Piedmont Triad International Airport (PTIA) is shelling out over $2 million for a state of the art parking management, observation and ticketing system that should provide the airport with much greater control over its parking operations and should make getting in and out of the lots easier and faster for customers.
The new system will also mean that, if you lose the ticket stub you got when you entered a parking lot at PTIA, parking enforcement officers will still know exactly when you entered because the system’s high-tech license plate recognition feature will be tracking everyone going in and out and will be recording those times.
The Piedmont Triad Airport Authority approved the expenditure for the system at the board’s meeting last week. PTIA Executive Director Kevin Baker said the airport’s new “Parking and Revenue Control System” will cost about $2.4 million but he said it’s an upgrade PTIA badly needs.
“This is something I refer to as a necessary evil cost, but it is really necessary that we get this done,” Baker told the authority members. “It’s sort of like paving a road.”
He said the system will manage all of the parking that takes place at the airport.
“And there’s a lot of that, as you know,” he added.
Baker said it’s important to purchase and implement the new system because parking is a major revenue generator for PTIA. He said the system will be much more “modern and robust” than the existing system, which is about two decades old and is difficult and expensive to maintain.
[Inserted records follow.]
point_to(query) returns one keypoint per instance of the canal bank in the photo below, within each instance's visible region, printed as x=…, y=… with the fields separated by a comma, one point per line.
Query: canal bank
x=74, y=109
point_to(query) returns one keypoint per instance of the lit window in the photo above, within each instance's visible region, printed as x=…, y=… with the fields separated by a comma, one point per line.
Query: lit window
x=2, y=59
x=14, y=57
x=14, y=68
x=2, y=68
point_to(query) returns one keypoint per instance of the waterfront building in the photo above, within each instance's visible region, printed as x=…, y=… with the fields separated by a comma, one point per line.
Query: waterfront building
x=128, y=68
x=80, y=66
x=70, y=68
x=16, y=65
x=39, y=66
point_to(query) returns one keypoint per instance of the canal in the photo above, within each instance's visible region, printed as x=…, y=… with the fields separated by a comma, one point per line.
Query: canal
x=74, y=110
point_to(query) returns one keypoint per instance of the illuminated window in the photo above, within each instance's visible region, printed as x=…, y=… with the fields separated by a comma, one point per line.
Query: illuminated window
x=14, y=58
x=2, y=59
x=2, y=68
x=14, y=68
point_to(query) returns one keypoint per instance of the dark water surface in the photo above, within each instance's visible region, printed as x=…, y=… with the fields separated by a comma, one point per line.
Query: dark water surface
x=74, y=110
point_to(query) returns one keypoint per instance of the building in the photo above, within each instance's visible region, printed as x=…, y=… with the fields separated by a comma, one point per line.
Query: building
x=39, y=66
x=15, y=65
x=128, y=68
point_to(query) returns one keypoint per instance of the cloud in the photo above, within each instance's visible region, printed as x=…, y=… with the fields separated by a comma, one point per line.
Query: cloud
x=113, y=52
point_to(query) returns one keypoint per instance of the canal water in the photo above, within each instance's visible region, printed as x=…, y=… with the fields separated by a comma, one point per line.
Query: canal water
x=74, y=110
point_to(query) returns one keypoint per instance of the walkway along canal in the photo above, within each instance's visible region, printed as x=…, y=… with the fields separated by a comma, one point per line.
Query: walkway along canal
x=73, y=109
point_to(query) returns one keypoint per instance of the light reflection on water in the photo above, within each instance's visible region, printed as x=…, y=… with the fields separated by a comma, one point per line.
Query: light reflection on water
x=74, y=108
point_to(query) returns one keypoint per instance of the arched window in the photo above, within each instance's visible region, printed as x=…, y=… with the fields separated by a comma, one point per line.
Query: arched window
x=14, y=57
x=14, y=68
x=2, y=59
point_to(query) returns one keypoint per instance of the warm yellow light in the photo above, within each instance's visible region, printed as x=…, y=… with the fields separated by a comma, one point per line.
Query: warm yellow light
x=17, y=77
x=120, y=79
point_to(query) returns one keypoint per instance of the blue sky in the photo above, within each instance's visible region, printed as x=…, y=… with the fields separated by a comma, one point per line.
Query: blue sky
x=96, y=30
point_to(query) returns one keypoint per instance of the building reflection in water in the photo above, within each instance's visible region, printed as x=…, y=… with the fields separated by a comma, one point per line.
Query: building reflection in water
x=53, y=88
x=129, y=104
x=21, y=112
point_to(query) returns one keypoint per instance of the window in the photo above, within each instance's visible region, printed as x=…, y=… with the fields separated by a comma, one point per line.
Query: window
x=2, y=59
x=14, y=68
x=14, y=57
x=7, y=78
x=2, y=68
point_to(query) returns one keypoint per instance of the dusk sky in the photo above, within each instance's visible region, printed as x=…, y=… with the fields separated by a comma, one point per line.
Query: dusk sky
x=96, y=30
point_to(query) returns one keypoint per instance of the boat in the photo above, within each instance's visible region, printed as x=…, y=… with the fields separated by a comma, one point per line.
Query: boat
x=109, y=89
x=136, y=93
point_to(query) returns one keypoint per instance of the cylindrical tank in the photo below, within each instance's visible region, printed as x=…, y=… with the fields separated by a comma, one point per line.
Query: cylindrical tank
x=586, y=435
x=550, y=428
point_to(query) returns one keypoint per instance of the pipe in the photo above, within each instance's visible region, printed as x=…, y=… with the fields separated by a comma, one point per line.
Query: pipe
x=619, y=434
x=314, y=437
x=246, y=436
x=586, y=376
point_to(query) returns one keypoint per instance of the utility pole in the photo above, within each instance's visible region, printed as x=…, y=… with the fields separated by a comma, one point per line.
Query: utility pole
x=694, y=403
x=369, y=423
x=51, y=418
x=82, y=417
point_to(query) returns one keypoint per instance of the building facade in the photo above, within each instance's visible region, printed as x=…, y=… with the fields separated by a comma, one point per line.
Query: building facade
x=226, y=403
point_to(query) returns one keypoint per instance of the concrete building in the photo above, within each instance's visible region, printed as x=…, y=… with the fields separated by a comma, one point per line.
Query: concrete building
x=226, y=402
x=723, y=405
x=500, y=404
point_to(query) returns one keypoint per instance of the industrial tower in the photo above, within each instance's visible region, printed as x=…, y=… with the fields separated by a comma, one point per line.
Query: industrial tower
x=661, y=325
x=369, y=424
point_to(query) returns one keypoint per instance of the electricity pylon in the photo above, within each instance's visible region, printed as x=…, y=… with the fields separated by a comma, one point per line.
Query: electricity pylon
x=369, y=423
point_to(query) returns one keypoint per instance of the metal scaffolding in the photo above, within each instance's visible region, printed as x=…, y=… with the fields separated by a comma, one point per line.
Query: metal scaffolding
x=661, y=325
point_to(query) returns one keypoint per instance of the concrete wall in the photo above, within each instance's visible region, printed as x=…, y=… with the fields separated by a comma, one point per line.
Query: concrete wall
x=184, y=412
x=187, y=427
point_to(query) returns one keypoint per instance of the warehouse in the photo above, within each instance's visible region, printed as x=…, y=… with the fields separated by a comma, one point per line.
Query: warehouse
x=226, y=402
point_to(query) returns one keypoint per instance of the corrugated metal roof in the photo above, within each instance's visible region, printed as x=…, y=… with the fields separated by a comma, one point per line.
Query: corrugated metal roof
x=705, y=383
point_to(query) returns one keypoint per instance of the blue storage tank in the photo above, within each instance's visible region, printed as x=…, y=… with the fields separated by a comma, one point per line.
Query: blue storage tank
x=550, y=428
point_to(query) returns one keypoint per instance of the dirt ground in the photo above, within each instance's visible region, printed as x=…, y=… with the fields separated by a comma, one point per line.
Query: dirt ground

The money for the system will come from airport funds. Many high-dollar projects at the airport are covered by federal funds, but this isn’t one of them.
The new system will have enhanced credit card security, license plate recognition software and customer convenience features. For instance, customers will be able to pay parking charges inside the airport terminal or on their phones and, when they pull up to the parking gate, it will automatically open to let them out.
Baker said the new system will also end most cheating; for instance, he said, it will put an end to “tailgating” – where one car sneaks out without paying by being immediately behind another.